Apparently Nokia has spent USD$12m on creating the HERE brand and are now defending it.

I’m not surprised this startup hadn’t heard of it. I’m also not surprised that unless you’ve used a Windows phone, you’ve probably not heard about HERE Maps either. There was a release of HERE Maps on iOS, but I’m sure it never got the attention that Apple Maps or Google Maps got (I’m including Apple here because laugh as much as you want, being a default, really helps).

A few months back, I spoke to an entrepreneur doing indoor mapping, and mentioned to him that Google Maps is starting to encroach on that space as possible competition (he knew that). I then said that the best indoor maps I’d seen so far had come from HERE Maps. He had never heard about it, and he’s deep into mobile and mapping. 

It’s a sad fact of life that $12m is money not well spent, because no one at the moment really cares about the Windows phone platform; so if that is your app showcase, you’ve screwed the pooch. To make matters worse, you can’t even find HERE Maps on the Apple App Store today (it was pulled down in 2013, but apparently will make a comeback in early 2015). It is still available as a beta in the Android Play Store. I liked this thread between Benedict Evans and David Senior, because while its clear that Nokia does have a trademark, and its clear to Benedict Evans since he watches this market, its definitely unclear to the masses that Nokia has anything to do with Here.

Should all startups perform a trademark search before naming their companies? I’m not sure — its already hard to get a good name with domain/social media presence these days. Plus its time consuming (not to mention costly) to do a trademark search in multiple jurisdictions that you care about (or maybe you can use a service like this?). Not something the average startup wants to spend costs on.

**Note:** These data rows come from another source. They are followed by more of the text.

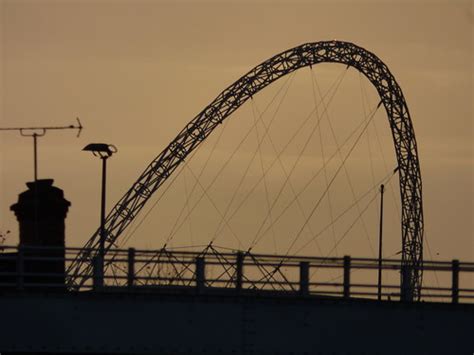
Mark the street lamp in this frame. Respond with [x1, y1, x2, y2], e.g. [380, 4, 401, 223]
[83, 143, 117, 282]
[377, 184, 385, 301]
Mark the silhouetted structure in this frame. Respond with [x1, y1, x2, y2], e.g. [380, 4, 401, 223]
[68, 41, 423, 300]
[1, 41, 472, 354]
[0, 119, 82, 181]
[8, 179, 70, 288]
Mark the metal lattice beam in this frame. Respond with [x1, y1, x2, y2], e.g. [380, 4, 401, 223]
[67, 41, 423, 300]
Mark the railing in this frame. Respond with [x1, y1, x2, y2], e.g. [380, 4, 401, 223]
[0, 245, 473, 303]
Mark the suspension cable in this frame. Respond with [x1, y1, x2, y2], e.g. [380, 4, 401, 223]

Heck, even established companies like Microsoft end up doing a rename of SkyDrive to OneDrive to please BSkyB. So it’s not a startup rookie mistake either.

What happens next is likely that the folks at Lowdownapp will rename their Here app; the functionality I’m guessing will remain the same, it will just be called something different. Do I like it? Absolutely not. However as a bonus, it looks like the app only launched in Dec 2014 so maybe it will be easier giving in to this battle.